# Honey tastes like cinnamon! What madness is this?



## Ambassador (Mar 30, 2012)

First harvest of the year yesterday and my honey both smells and tastes like somebody added cinnamon to it. It has a pleasant, spicy, warm flavor that everyone helping extract agreed tasted like cinnamon. What would be plant source for this flavor? My hives are in the same location as last year ("wildflowers" in a hay field with a fair amount of clover.) The only difference this year being I had them at home a few more weeks than usual before putting them out on site and we live in the woods with a large predominance of oak trees. Any thoughts?


----------



## tech.35058 (Jul 29, 2013)

Were the oak trees in bloom when the bees were there?
I doubt this is the case, but it seems like I read something about "( poisonous honey)" once long ago.
Lab analysis of the pollen in the honey can trace back to the source plant, but I think it is (maybe $200 per sample?) too expensive for normal stuff. It would be interesting to know. CE


----------



## Branman (Aug 20, 2003)

Mine tastes exactly like cinnamon too


----------



## DerTiefster (Oct 27, 2016)

Not to be too terribly simple-minded, but what do you use to dust your hives for ants? The bees don't necessarily wipe their feet before moving up into the supers.

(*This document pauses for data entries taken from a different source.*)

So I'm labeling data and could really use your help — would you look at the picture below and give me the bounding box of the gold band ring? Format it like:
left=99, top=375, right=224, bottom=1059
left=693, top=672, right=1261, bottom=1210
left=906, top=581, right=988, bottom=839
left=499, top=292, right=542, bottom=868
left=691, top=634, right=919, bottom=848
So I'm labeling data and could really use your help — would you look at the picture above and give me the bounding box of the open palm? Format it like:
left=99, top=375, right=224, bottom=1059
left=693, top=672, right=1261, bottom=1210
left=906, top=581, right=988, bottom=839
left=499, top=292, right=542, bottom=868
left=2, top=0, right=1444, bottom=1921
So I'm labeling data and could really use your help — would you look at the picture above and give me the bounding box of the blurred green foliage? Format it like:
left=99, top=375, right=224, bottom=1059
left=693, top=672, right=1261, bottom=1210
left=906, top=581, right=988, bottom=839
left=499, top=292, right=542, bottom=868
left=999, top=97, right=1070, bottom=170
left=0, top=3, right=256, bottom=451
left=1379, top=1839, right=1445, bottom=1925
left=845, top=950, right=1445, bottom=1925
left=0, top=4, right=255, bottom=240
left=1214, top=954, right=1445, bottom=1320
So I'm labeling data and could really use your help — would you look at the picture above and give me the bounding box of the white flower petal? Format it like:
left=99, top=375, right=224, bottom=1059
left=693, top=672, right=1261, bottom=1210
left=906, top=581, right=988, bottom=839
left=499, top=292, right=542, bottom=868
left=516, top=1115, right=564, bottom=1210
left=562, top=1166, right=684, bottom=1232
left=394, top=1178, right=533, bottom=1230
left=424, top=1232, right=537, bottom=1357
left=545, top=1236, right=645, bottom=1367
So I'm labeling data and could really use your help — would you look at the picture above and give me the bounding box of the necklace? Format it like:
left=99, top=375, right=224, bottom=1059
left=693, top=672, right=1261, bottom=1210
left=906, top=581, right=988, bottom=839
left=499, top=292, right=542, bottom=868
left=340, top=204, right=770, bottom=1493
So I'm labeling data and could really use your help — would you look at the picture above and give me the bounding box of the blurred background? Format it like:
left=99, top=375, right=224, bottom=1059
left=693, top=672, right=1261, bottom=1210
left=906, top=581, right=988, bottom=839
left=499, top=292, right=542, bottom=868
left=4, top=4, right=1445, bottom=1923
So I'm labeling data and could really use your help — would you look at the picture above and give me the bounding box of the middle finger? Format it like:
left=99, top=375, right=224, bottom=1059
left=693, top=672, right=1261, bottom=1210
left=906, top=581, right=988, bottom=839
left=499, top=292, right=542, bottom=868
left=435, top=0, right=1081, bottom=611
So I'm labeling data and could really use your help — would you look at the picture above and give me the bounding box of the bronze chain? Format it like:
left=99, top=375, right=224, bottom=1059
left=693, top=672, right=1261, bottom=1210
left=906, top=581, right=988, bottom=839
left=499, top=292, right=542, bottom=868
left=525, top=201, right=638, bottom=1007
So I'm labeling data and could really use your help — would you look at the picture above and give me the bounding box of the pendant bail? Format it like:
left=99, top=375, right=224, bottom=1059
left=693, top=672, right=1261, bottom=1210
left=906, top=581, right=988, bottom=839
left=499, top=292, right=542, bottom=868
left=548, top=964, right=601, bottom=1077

(Many people use powdered cinnamon to repel ants.)


----------



## SS Auck (May 8, 2015)

My honey tasted like cinnamon this year but it was because the wife used an old mason jar that had Russian tea in it. which had cinnamon in it.


----------



## Ambassador (Mar 30, 2012)

DerTiefster said:


> Not to be too terribly simple-minded, but what do you use to dust your hives for ants? The bees don't necessarily wipe their feet before moving up into the supers.
> 
> (Many people use powdered cinnamon to repel ants.)


Nope. I've never used cinnamon for ant control. Just the occasional salt water from a spray bottle around he base of the hives seems to keep them in check. I appreciate the thought though as that would explain it. Must be something blooming that has a similar flavor.


----------